Wildfire Resilience Block Grants

Department: CAL FIRE

Program Description: CAL FIRE created Wildfire Resilience Block Grants in 2022 to build local capacity while providing financial and technical forestry assistance to nonindustrial forest landowners. The power of this program comes from the regional partner’s ability to set parameters for assistance that directly meet the unique needs of the landowners in their local region.

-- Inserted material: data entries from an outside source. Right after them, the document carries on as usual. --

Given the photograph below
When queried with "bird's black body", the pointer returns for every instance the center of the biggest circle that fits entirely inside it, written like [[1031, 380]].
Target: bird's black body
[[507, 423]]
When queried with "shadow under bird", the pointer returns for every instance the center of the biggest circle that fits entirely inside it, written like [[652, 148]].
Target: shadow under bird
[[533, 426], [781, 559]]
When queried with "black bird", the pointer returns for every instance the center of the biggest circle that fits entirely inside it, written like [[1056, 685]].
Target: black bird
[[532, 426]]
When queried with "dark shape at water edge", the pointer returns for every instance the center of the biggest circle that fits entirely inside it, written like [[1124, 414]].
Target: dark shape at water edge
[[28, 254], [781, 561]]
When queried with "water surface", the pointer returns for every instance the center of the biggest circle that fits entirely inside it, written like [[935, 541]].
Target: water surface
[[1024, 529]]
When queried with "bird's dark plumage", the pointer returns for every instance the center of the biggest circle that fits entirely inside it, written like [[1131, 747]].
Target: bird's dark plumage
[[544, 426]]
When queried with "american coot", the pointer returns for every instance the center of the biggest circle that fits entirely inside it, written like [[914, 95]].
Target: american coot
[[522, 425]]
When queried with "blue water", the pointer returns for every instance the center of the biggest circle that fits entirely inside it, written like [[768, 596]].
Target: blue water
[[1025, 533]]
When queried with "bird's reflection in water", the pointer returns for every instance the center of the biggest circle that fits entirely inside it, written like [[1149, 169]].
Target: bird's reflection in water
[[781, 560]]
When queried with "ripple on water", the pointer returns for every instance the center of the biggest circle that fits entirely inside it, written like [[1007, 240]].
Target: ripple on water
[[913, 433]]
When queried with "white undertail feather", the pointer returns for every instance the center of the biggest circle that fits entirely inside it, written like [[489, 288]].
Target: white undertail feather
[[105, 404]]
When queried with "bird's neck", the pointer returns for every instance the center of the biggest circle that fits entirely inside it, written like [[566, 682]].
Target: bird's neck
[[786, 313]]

As part of these grants, CAL FIRE also created and funded Emergency Forest Restoration Teams (EFRT) to quickly restore forestlands burned by wildfires, often funding them while the fire is still ongoing.

Projects under this grant:

  • Make funding available through agreements with landowners to pay for specific, non-commercial ecological forest improvement and wildfire resilience practices.
  • Provide technical assistance to promote information sharing and education on the full range of effective forest management practices and opportunities as well as forest management education and management planning.

Program Impact: This support for small forest landowners includes:

  1. Eleven grant funded projects awarded, totaling more than $30 million.
  2. More than12,000 acres planned for treatment.
  • More than 500 individual landowners assisted.
  • More than 500,000 seedlings to be planted.

Resilience in Action: The Dixie Fire ignited on July 13th 2021, eventually burning 963,309 acres in Plumas, Butte, Lassen and Tehama Counties. The fire caused significant damage and the destruction of communities and ecologies. Half the fire burned with a tree mortality of 90 percent, creating landscape conditions without the potential for natural regeneration, susceptible to type conversion, erosion, and with residual hazardous fuels.

CAL FIRE awarded an $8M grant to the Feather River Resource Conservation District to formulate an Emergency Forest Restoration Team (EFoRT) in early 2022 to address this unprecedented need. The EFoRT is working with NIPF landowners to provide technical assistance and implement post-fire restoration activities across 2,558 acres. They are providing rapid assessments, securing permitting, and creating an implementation plan to satisfy restoration goals. EFoRT will ultimately implement these forest management plans.